In the second post of this series I showed how you can write your own string interpolators for Scala 2.10. The examples were designed to work regardless of the content of the processed string. In many other cases, we care what the string looks like and its form affects what we want to do. Often we want to complain if the content of the string is not acceptable. Options are a run-time error or a compile-time one. The latter case requires us to extend the compiler, which I will do using 2.10’s experimental macro features.
The complete code for all examples in this series will be made available in the accompanying BitBucket project.
Octal number literals
Suppose that we want to use the notation o"177" to stand for an
integer literal whose value is specified in octal (base 8).
Our interpolator will have to perform a numeric conversion or complain
if the string literal is not a legal octal number.
(For simplicity, we ignore interpolated expressions in this example.)
We can define a simple octal number interpolator as follows.
implicit class OctalContext (val sc : StringContext) { def o () : Int = { val orig = sc.parts.mkString val OctalNum = "[0-7]+".r orig match { case OctalNum () => Integer.parseInt (orig, 8) case _ => sys.error ("Can only contain 0-7 characters") } } }
We access the string literal using the parts method of the
StringContext which returns a list of all of the context string
parts from the literal.
In this case there will only be one since we are not supporting
interpolated expressions.
Once we have the string, a regular expression pattern checks whether the literal is in the correct form or not. If the form is ok, we convert the string and return its integer value. Otherwise, we throw an error to complain about the format violation.
println (o"177") println (o"49")
127 java.lang.RuntimeException: Can only contain 0-7 characters at scala.sys.package$.error(package.scala:27) at Octal$OctalContext.o(Octal.scala:12) at Octal$.main(Octal.scala:20)
Compile-time checking
Run-time errors are fine in some situations, but many of us would like to get stronger guarantees about our code. In particular, we’d like the compiler to complain if we try to write an octal number literal but get the format wrong.

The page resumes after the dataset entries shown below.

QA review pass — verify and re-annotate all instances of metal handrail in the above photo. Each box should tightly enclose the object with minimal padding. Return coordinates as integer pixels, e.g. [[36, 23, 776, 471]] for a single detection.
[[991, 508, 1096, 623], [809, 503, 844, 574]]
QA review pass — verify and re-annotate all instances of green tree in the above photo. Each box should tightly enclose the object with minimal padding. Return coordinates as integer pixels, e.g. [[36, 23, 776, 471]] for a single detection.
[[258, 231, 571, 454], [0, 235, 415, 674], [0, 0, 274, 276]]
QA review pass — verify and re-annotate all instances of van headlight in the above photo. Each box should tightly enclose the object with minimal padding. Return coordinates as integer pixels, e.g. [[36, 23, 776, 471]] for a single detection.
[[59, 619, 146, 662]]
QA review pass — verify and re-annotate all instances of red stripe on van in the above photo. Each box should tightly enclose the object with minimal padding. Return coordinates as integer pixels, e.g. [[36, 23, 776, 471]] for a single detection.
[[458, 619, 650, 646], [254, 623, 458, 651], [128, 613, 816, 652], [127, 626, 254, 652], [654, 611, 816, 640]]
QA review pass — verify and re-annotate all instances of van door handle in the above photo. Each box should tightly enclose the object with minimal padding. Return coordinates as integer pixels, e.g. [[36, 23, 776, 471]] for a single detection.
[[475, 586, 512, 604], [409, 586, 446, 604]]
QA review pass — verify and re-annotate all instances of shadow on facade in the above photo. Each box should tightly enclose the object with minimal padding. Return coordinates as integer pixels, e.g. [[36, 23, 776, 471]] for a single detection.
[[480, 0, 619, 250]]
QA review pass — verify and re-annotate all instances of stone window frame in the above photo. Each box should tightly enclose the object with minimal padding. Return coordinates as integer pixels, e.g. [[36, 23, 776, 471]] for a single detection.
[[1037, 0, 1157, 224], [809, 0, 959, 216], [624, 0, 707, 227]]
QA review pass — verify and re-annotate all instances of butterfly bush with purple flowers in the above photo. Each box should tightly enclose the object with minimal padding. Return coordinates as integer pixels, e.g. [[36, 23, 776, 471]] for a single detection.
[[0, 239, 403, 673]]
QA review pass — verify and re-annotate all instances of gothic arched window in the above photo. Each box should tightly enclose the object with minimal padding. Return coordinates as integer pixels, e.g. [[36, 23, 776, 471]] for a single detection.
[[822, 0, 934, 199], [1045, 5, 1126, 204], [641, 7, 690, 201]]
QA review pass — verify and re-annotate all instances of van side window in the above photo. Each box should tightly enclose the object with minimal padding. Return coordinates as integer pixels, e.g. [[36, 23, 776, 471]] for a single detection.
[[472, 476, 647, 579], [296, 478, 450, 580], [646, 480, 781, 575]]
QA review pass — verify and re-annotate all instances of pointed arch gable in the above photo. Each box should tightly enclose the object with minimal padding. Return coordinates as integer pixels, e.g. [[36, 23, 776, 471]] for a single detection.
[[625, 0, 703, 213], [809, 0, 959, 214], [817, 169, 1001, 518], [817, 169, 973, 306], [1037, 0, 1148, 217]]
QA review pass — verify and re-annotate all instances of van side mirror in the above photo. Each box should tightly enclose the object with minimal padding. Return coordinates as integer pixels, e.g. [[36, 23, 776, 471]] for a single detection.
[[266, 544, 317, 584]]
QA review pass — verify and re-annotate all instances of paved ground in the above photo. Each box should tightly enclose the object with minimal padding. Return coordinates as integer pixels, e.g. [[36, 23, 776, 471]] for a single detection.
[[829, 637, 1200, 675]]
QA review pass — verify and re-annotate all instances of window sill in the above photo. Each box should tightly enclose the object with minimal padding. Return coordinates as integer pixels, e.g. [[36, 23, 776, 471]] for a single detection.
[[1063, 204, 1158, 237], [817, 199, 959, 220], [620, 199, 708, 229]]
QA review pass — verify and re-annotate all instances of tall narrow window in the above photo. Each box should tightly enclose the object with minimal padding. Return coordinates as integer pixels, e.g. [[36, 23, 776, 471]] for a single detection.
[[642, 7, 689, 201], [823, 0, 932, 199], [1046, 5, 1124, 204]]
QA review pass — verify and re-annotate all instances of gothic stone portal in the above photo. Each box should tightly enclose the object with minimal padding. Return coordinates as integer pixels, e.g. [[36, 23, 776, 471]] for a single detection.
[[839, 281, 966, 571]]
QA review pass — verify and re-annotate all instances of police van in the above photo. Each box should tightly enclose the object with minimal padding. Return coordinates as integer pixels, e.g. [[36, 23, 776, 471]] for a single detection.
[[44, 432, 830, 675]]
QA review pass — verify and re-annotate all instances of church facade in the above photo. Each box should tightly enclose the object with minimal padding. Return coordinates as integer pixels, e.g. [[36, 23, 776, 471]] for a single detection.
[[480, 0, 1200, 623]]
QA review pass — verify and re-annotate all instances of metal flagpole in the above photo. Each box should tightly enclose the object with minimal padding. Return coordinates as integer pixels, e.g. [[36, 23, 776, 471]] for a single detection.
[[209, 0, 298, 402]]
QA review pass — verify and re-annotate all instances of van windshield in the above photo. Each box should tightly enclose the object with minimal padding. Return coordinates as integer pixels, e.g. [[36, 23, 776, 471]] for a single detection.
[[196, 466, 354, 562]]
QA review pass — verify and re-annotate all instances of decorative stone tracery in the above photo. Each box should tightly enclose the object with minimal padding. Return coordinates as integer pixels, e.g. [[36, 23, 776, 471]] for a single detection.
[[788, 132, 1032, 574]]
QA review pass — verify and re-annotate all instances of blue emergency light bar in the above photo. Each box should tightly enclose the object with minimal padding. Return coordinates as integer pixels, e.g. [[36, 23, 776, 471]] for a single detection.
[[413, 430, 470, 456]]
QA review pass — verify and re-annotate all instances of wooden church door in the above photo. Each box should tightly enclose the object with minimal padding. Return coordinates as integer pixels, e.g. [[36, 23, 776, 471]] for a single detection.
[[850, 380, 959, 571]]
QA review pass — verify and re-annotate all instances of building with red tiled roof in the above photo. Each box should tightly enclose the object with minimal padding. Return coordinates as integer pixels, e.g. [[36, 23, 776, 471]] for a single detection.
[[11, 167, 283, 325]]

One way to achieve this kind of checking is to extend the compiler with a macro. Macros are a new experimental feature in Scala 2.10 and are planned to be fully-supported in 2.11. In a nutshell, a macro is given access to the compiler’s abstract syntax tree (AST) for a method call. It can return a new AST that the compiler will use instead of the original call. Thus, the macro can replace the call that a user writes with any legal expression.
(Strictly speaking, the macros we use here are def macros because
they implement the bodies of def constructs.
Other macro styles in development will be able to replace types and
other Scala constructs.)
Another alternative to get this kind of checking is a full-blown compiler plugin. A plugin can be more powerful than a macro, because it has full access to the whole compilation unit. However, writing a plugin is harder since much of the plumbing and book-keeping must be implemented. In contrast, the macro system takes care of many of the details of hooking into the compilation process, accessing the abstract syntax tree, and so on. We can focus on the actual replacement that we want to construct.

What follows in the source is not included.